On Wed, Aug 22, 2012 at 4:51 PM, Tyler Romeo <tylerromeo(a)gmail.com> wrote:
This is the exact kind of attitude the op-ed in the
Signpost is addressing.
When making major feature decision, such as redoing the entire templating
system, we cannot just say to editors "oh, if you want some input, go and
join our mailing list". That's just a passive-aggressive way of pushing
editors out of the conversation. How many purely editors, i.e., not
developers, are on this list actively participating in discussion?
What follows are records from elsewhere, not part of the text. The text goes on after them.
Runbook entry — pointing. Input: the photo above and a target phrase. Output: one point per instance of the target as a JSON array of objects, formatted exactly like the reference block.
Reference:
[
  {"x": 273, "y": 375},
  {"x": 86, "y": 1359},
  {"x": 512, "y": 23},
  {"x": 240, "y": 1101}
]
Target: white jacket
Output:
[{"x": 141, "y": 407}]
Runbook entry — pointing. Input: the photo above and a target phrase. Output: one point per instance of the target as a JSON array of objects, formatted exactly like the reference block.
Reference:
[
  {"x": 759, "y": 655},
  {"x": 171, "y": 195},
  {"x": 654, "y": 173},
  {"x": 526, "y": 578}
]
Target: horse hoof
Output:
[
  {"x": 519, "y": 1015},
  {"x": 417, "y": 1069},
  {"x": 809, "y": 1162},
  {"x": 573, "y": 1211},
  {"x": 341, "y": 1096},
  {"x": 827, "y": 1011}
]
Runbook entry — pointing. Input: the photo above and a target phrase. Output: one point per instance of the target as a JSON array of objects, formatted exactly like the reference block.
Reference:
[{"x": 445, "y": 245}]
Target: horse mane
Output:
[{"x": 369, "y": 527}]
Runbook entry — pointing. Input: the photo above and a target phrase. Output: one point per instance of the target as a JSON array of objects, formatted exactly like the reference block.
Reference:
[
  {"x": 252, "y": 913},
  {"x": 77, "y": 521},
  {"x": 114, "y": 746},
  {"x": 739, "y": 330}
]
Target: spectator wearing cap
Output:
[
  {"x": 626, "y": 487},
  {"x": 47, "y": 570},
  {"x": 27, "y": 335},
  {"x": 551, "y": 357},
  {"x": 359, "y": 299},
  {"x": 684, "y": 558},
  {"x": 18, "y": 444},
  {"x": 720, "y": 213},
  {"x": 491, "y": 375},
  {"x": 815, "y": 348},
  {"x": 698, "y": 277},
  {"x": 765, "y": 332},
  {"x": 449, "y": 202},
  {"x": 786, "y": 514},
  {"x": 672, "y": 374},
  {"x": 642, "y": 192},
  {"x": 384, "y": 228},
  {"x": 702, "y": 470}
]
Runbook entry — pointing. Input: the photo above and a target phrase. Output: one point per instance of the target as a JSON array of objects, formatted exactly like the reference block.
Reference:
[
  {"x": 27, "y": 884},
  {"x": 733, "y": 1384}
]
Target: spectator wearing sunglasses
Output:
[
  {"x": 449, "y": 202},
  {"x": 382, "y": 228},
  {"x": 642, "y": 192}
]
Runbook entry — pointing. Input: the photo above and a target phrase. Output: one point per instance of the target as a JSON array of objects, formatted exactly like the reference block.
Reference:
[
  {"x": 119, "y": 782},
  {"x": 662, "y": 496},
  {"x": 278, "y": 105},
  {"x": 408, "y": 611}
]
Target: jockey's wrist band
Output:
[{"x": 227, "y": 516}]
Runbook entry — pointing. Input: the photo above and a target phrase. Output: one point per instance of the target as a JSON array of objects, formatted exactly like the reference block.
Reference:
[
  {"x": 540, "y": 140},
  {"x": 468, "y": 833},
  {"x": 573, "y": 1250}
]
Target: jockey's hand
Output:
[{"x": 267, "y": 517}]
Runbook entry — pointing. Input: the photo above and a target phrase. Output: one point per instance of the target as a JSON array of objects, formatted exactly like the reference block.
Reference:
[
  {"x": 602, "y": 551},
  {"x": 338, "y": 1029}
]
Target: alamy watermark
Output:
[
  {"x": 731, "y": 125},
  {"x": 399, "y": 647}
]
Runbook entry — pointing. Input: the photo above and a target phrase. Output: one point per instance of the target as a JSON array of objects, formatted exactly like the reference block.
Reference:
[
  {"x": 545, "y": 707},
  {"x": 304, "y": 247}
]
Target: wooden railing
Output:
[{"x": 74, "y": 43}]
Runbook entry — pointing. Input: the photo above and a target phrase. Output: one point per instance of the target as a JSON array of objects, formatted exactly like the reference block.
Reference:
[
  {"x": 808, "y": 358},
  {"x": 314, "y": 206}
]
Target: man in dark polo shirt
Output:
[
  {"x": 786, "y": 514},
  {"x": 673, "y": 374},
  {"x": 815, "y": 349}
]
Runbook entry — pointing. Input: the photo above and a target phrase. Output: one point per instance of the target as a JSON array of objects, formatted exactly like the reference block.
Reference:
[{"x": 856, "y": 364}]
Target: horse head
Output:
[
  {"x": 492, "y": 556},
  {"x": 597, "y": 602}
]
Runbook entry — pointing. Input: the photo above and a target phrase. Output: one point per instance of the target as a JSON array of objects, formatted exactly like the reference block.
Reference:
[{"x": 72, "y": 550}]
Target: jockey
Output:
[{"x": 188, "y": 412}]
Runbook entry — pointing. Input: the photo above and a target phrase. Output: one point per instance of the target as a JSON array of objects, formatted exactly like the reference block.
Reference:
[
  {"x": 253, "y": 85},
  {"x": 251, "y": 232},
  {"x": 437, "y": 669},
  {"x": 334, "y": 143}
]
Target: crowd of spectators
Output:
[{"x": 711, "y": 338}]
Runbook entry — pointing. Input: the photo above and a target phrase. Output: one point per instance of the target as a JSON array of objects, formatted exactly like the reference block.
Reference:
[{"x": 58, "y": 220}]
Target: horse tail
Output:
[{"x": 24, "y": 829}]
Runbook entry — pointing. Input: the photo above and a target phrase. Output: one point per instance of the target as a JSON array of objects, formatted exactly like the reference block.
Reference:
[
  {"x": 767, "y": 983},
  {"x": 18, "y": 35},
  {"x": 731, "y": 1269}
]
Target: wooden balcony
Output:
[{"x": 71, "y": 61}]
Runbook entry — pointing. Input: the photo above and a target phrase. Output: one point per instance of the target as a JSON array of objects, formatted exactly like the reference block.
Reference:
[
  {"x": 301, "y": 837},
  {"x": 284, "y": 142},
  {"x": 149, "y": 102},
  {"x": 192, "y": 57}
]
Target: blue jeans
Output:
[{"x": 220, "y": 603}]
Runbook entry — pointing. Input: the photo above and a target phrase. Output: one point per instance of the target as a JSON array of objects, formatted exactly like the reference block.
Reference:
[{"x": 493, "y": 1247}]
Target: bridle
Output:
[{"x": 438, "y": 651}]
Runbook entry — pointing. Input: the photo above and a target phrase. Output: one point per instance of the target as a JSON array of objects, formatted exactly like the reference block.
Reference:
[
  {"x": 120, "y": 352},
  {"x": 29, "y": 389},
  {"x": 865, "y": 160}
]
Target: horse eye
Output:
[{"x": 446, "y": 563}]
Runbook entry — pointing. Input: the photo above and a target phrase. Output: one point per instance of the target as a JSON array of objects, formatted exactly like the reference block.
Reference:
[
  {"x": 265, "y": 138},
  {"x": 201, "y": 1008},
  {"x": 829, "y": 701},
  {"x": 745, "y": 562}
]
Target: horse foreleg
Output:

And this isn't a technical decision, it's a requirements decision. We're
not deciding what algorithm to use, or what object design to implement,
we're deciding what features would be best for the users of Wikipedia. The
reason this extension was implemented (hopefully) was so that users could
have a better templating experience, but how can you possibly assume to
know what is best for the user without asking the users themselves? And no,
we cannot be expected to consult every language wiki, but on the other hand
we cannot completely ignore the community and suddenly launch this new
extension on them as if they'd known about it for years.
*--*
*Tyler Romeo*
Stevens Institute of Technology, Class of 2015
Major in Computer Science
www.whizkidztech.com | tylerromeo(a)gmail.com
I think its a little late for this. I'm pretty sure there was
discussions with (template editor) users about lua years ago.
The whole lua thing has literally been in discussion in some form or
another for probably at least 5 years.
From what I understand lua was not chosen just randomly
by throwing a
bunch of languages in a hat,
there were many requirements, such as sandbox-ability, performance
concerns, and ease of implementing
resource limits, etc. If I recall lua came out the clear winner.